Осколки (Трилогия) - Иванова Вероника Евгеньевна (книга регистрации .txt) 📗
— Угу.
— Возьми, — Олли протягивает мне кусок ткани, сочащийся водой.
— Спасибо, — зажимаю край платка в зубах и начинаю карабкаться по переплетениям плюща.
Нашел себе развлечение, на ночь глядя… Ох, выясню, кто устроил пожар, мало ему не покажется! Если Олли прав, и это дело рук моих дурок, оставлю всех без сладкого. И без прогулок. На неделю. Нет, на месяц. Буду жестоким и беспощадным.
Ап! Перебираюсь на каменный карниз и пинком распахиваю окно. Дым, до этого момента прятавшийся внутри комнаты, пышет горькой злобой прямо мне в лицо. Нет, так просто меня с пути не сбить! Задерживаю дыхание и закрываю нос и рот повязкой, любезно одолженной Олденом. Сразу становится легче. Надеюсь, маг туда никаких снадобий не намешал? С него станется…
Разгоняя клубы дыма, выбираюсь в коридор. Хорошо, что знаю местную планировку, как свои пять пальцев, потому что не видно ни-че-го. И никакая лампа не помогла бы. Разве что магическая.
Двадцать футов. Тридцать. Сверяю пройденное расстояние по количеству оставшихся позади дверей. Вроде все верно. Значит, сюда.

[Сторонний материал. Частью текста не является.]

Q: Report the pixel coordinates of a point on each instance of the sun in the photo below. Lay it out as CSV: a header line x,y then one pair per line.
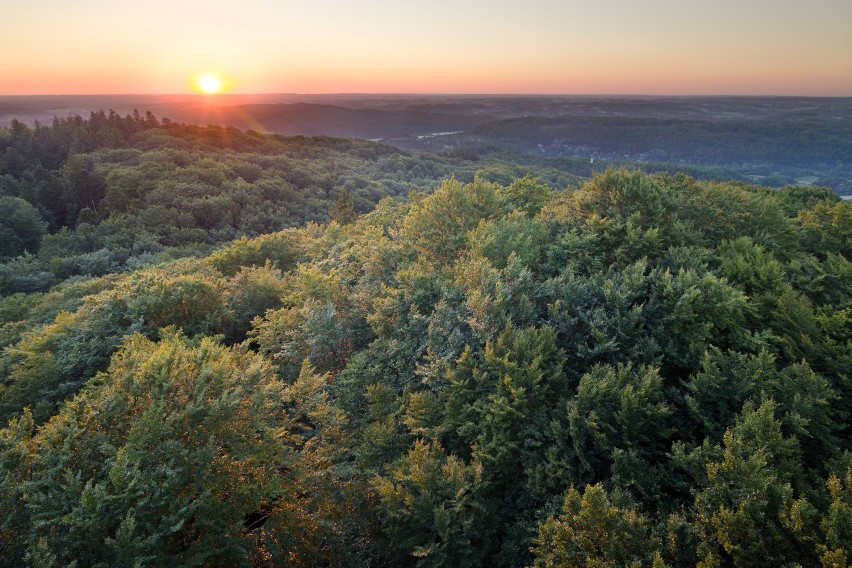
x,y
210,84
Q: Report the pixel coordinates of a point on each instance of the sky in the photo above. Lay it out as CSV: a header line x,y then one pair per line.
x,y
671,47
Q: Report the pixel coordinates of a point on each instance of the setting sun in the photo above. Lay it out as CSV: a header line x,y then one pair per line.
x,y
210,84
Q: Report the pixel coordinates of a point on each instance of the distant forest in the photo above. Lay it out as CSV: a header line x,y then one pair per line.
x,y
223,348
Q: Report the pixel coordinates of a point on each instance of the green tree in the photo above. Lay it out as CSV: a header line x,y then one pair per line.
x,y
21,227
591,532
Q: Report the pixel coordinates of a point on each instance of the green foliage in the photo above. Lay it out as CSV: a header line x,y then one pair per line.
x,y
426,384
592,532
21,227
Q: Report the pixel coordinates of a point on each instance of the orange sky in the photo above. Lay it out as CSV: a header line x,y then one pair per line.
x,y
780,47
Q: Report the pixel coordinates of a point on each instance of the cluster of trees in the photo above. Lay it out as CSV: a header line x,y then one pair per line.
x,y
111,193
774,151
644,371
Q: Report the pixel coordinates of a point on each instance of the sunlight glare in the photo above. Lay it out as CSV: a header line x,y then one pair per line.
x,y
210,84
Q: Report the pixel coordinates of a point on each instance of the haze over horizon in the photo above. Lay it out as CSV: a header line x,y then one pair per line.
x,y
612,47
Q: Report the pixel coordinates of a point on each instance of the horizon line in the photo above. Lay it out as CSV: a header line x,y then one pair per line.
x,y
422,94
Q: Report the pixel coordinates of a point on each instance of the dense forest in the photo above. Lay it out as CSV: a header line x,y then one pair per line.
x,y
223,348
110,193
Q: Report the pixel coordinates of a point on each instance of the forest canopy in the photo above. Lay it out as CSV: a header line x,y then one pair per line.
x,y
637,371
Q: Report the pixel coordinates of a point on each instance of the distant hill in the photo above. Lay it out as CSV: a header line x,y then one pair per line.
x,y
313,119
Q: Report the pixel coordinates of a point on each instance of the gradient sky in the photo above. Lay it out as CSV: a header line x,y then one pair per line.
x,y
776,47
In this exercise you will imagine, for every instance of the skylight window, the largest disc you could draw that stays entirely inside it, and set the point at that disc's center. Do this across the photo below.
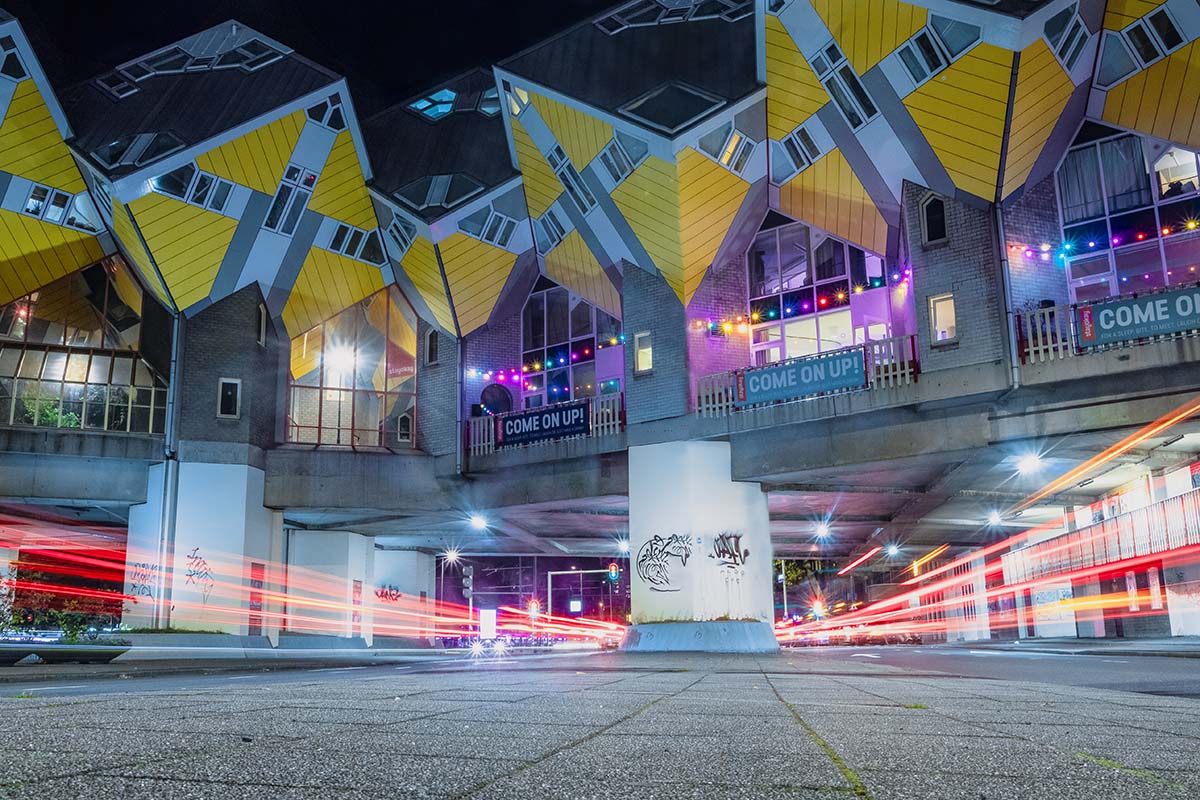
(435, 106)
(672, 107)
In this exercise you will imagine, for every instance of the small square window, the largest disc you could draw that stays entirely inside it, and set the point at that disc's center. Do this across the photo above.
(941, 319)
(643, 353)
(229, 398)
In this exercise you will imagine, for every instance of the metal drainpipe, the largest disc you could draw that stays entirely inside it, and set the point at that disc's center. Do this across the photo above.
(169, 481)
(1009, 311)
(459, 419)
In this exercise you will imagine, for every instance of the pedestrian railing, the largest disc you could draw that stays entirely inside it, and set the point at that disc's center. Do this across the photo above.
(606, 417)
(1170, 524)
(888, 364)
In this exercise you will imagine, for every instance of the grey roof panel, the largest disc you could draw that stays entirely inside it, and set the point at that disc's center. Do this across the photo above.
(193, 106)
(609, 71)
(406, 146)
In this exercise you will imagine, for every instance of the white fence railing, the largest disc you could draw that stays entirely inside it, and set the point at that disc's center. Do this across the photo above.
(1050, 335)
(605, 419)
(1165, 525)
(889, 362)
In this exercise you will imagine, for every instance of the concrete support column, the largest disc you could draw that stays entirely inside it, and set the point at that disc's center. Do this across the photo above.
(226, 559)
(330, 583)
(1089, 621)
(700, 552)
(403, 595)
(1182, 579)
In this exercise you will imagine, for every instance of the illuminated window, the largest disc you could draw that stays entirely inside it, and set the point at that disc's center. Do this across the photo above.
(941, 319)
(933, 220)
(564, 340)
(643, 353)
(353, 377)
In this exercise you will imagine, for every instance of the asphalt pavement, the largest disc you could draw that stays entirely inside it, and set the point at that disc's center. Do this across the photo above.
(911, 722)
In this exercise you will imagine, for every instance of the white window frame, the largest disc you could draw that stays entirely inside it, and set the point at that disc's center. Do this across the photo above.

Вваливаюсь в предпоследнюю комнату. Ну, где же ты, Привидение мое горемычное?
Еле слышный кашель из дальнего угла. Нет, чтобы окно раскрыть, забилась туда, где дым погуще! Старики, как дети: соображения никакого. На ощупь добираюсь до маленькой фигурки, скорчившейся у стены. На слова силы и дыхалку не трачу — хватило бы довести бедняжку до выхода. Приступ кашля сотрясает костлявое тело. Э, да так она совсем задохнется… Стягиваю с лица повязку и прижимаю изрядно уже подсохшую ткань к лицу старушки. Ну же, милая! Держись! Кажется, помогает: кашель становится мягче. Осторожно, но настойчиво подталкиваю дурку к пути на свежий воздух. Можно, конечно, и из окна ее спустить, но Олли ловить не будет, а значит, старушка переломает себе все кости.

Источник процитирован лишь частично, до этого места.